En ce qui concerne l’impression, les encres UV à couche épaisse nécessitent une énergie adaptée à la fréquence d’absorption des photoinitiateurs, ainsi qu’à la géométrie de l’encre elle-même. Si le spectre émis par la lampe n’est pas adapté, on obtient une couche superficielle solidifiée, tandis que la partie inférieure reste liquide. On risque également de brûler le support, simplement pour accélérer le processus d’essiccation.
Ce qui est vraiment important La polymérisation des couches épaisses dépend du bon ajustement du spectre émis, de l’intensité maximale d’irradiation et de la densité énergétique fournie. Les émetteurs UV au gallium concentrent leur rayonnement autour de 365 nm, c’est-à-dire la longueur d’onde utilisée par les photoinitiateurs dans la plupart des formules d’encre à couche épaisse. Ce choix de longueur d’onde permet aux photons de pénétrer uniformément dans la couche, ce qui favorise une polymérisation complète, de la surface jusqu’au fond de la couche.
L’intensité maximale d’irradiation sur le support détermine la vitesse de polymérisation. Une intensité plus élevée réduit certes le temps d’exposition, mais seulement si la géométrie du réflecteur et le revêtement dichroïque sont adaptés pour concentrer le rayonnement nécessaire. La densité énergétique (en mJ/cm²) est donc un critère essentiel : il faut l’ajuster en fonction de la vitesse et de la puissance de la lampe, puis la vérifier avec un radiomètre.
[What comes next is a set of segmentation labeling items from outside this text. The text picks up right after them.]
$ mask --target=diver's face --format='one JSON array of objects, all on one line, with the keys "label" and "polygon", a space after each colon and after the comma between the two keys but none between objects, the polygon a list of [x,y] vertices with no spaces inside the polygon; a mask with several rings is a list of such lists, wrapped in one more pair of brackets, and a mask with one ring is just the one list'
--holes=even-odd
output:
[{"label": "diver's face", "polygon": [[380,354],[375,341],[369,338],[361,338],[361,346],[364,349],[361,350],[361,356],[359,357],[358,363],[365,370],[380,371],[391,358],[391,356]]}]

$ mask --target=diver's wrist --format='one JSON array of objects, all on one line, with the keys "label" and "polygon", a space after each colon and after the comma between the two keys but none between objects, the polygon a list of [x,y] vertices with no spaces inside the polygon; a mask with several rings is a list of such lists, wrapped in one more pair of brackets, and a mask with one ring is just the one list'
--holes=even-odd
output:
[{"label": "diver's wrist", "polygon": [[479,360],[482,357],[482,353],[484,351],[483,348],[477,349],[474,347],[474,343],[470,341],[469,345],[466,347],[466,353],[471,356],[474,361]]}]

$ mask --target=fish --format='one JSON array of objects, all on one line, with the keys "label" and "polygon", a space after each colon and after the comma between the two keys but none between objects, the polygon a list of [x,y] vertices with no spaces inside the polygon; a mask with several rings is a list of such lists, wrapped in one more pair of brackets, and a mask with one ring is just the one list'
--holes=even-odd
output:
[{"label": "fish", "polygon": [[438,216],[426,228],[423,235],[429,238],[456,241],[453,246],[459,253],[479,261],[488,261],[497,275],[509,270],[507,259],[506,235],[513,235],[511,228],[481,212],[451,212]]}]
Pourquoi cette approche fonctionne bien en pratique Nous utilisons du verre de quartz sans ozone pour fabriquer ces émetteurs ; cela permet de supprimer les rayonnements UV de 185 nm. En pratique, cela signifie qu’il n’y a pas de génération d’ozone pendant le fonctionnement – ce qui est bénéfique pour la respiration des opérateurs, et il n’est pas nécessaire de mettre en place de systèmes de ventilation supplémentaires. Le résultat est un environnement plus propre, avec moins d’interruptions liées aux problèmes de ventilation.
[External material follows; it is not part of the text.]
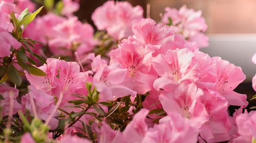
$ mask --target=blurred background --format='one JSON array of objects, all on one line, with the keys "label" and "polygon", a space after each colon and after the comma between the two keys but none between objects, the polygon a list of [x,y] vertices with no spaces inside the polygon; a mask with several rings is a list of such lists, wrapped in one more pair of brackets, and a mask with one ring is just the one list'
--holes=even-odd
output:
[{"label": "blurred background", "polygon": [[[209,38],[209,47],[200,50],[211,57],[220,56],[236,66],[240,67],[246,80],[235,91],[246,94],[249,101],[256,94],[252,87],[252,78],[256,74],[256,65],[252,57],[256,53],[256,0],[129,0],[133,6],[139,5],[146,16],[147,4],[150,4],[150,16],[156,21],[167,6],[179,9],[184,4],[196,11],[201,10],[208,28],[206,34]],[[80,0],[81,8],[75,14],[80,20],[94,26],[92,13],[106,0]],[[254,100],[249,108],[255,106]],[[237,108],[237,107],[231,107]],[[231,112],[234,110],[230,109]]]}]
Avec les couches épaisses, une lumière stable à 365 nm permet d’obtenir une profondeur de polymérisation constante. On compte ainsi moins de rejets dus à une polymérisation incomplète, et l’adhérence reste constante, que ce soit sur des supports rigides ou flexibles.
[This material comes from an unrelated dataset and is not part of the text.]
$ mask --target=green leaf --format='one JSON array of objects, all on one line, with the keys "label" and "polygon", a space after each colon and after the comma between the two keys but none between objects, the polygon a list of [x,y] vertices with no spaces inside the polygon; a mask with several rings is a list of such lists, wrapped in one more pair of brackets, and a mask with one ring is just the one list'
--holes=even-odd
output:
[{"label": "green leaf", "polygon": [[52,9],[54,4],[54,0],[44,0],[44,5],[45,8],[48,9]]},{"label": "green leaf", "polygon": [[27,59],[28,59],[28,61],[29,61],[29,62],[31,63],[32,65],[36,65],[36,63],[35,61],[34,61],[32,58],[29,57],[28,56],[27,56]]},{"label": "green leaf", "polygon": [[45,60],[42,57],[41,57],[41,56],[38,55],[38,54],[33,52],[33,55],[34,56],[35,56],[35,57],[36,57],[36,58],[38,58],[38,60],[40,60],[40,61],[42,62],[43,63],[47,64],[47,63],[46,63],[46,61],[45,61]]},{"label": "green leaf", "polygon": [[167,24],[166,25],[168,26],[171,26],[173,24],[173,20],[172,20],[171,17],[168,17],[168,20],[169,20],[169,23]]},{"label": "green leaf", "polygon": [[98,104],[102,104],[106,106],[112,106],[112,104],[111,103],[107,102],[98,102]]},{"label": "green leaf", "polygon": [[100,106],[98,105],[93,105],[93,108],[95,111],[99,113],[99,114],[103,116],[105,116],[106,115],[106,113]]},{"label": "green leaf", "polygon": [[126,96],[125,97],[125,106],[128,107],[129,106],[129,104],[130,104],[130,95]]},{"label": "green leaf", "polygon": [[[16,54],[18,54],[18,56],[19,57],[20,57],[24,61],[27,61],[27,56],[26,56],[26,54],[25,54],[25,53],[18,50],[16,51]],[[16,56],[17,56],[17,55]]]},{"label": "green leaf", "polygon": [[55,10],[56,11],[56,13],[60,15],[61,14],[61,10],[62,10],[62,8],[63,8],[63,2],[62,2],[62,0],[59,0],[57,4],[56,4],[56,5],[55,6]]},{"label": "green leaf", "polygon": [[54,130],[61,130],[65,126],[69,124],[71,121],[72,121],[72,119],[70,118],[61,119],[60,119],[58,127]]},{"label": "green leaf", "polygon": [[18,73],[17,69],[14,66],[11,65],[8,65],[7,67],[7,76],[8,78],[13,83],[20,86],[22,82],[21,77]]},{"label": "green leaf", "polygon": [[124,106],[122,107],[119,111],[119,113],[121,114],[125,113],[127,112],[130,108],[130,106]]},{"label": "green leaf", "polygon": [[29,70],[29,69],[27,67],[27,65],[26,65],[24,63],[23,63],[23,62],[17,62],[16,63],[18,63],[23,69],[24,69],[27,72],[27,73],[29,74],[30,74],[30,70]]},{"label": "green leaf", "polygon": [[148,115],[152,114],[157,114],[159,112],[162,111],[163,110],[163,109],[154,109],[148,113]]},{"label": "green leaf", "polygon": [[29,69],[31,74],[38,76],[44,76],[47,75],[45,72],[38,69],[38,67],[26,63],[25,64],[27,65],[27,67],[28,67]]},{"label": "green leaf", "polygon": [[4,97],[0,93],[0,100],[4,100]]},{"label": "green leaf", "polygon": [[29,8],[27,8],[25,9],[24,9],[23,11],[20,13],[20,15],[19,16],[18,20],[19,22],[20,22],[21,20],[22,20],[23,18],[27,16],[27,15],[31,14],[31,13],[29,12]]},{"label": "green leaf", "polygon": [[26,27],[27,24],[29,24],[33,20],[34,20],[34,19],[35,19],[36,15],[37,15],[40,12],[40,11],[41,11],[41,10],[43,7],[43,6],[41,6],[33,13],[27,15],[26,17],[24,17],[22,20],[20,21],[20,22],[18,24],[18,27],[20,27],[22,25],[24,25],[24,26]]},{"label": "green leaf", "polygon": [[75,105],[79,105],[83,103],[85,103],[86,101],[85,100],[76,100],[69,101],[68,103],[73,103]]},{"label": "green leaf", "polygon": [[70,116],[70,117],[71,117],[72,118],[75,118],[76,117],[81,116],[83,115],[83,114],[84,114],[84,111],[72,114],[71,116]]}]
Les détails qui ne peuvent être négligés Le verre de quartz sans ozone entraîne une diminution de la production de rayonnements UV à courte longueur d’onde par rapport aux lampes qui génèrent de l’ozone. Il est donc nécessaire de s’assurer que le photoinitiateur de l’encre réagit bien à 365 nm. Il faut ensuite ajuster la puissance de la lampe ou le temps d’exposition pour atteindre la densité énergétique nécessaire.
Il est également important d’adapter l’émetteur au module de polymérisation. La distance focale du réflecteur, le flux d’air de refroidissement et la vitesse de fermeture du volet doivent tous correspondre au cycle de fonctionnement prévu pour la lampe. Il faut faire fonctionner la lampe à la puissance indiquée, et surveiller son rendement avec un radiomètre spectral calibré. La décroissance du rendement est prévisible, il suffit donc de planifier les remplacements en fonction de la valeur mesurée en mJ/cm², et non selon le calendrier.